Nous sommes le lundi 24 octobre, au Sénégal dans le village de Niodior. L’après-midi nous avons été accueillis comme des rois. En arrivant, nous avons vu des écoliers sénégalais qui nous attendaient. Tout le monde nous disait d’aller danser. Au début nous avions cru que c’était une blague, mais ils avaient l’air sincères. Donc nous avons dansé. Ensuite, nous sommes allés dans un autre endroit, un peu plus loin, en étant accompagnés par tous les sénégalais. Nous étions entourés ! Ils nous laissaient un petit passage où nous pouvions passer. Papa et Maman nous mitraillaient de photos. A l’endroit où nous nous arrêtions, nous devions faire un discours. Mais il faisait super chaud, donc ils nous ont donné des boissons. Ensuite ils nous ont fait visiter les classes. Les tables et les chaises n’étaient pas en état de travailler. Parfois il n’y avait pas de plafond. Ensuite nous nous sommes amusés dans la cour à monter dans les arbres. D’autres élèves montaient avec nous dans les arbres. Ils escaladaient comme des acrobates professionnels, ils n’avaient pas peur. Ensuite nous avons vu des animaux dans la cour. Il y avait des ânes, des chevaux, et des moutons. Ensuite nous avons joué au foot avec les sénégalais quand Papa nous a dit qu’il fallait retourner au bateau. Nous étions déçus, mais nous savions qu’on allait y retourner.

 

LOÏG

Nous sommes en ce moment au Sénégal. Nous arrivions à Niodior qui est un des villages du Sine Saloum. Nous avions offert une partie de l’argent nécessaire pour construire un toit de deux classes de cette école ainsi que les fournitures scolaires (stylos, livres, équerres, règles…). Nous avions eu de la chance car le tirant d’eau de notre bateau ne faisait que 80cm, donc nous pouvions beaucoup nous approcher des côtes. Nous avions donc descendu l’annexe pour aller à Niodior. A l’arrivée nous étions sidérés… Tous les sénégalais de l’école de Niodior nous attendaient avec excitation. Ils nous ont fait visiter l’école, après avoir traversé plein de petites ruelles.
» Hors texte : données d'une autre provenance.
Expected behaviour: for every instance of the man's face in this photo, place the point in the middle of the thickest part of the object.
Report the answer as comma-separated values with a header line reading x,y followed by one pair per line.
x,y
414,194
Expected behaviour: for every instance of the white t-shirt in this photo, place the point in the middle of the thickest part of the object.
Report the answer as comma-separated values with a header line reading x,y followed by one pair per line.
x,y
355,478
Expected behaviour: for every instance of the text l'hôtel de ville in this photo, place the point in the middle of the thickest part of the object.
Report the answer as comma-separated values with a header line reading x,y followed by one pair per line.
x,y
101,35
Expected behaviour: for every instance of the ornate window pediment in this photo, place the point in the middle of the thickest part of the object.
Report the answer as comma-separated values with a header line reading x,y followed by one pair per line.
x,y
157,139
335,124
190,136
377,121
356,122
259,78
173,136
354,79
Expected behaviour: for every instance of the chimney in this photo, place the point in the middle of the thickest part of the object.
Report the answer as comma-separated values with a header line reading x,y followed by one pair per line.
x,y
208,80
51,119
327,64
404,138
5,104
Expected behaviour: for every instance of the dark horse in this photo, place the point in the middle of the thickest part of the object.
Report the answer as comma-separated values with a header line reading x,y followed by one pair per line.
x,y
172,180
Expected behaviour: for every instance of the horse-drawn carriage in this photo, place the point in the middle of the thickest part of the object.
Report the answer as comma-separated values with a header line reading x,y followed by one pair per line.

La mosquée et d’autres monuments importants étaient faits en briques. Je ne m’étais pas mis en tête que c’était aussi pauvre. Après quelques minutes, nous étions entourés de plein de sénégalais qui attendaient patiemment notre discours. Nous avions un peu la trouille car quand on a environ 100 yeux qui se tournent vers toi, on devient plus rouge qu’une tomate bien mûre. Mais d’après mes parents, nous nous étions très très bien débrouillés. Fier de moi, nous avions accompagné le directeur et quelques professeurs de cette école qui nous faisait visiter la salle des classes. Certaines salles de classe étaient sans banc et avaient beaucoup de trous dans le toit. Donc ils n’avaient pas la possibilité de travailler quand il pleuvait. Nous observions donc la vie des écoliers qui jouaient au foot et grimpaient dans les arbres de la cour. Près avoir visité les salles de classe en prenant beaucoup de photos, nous allions jouer avec plusieurs enfants au foot et même en montant super haut dans les arbres. Nous étions impressionné par leur agilité. Nous faisions donc le chemin du retour, vers le bateau. Tout d’abord nous regardions en courant les animaux qui habitaient ce village (ânes, chevaux, chèvres…). Après quelques adieux, nous retournions à l’annexe pour rentrer au bateau tous trempés. Après s’être séchés, nous allions manger des pâtes et passer une bonne nuit de sommeil.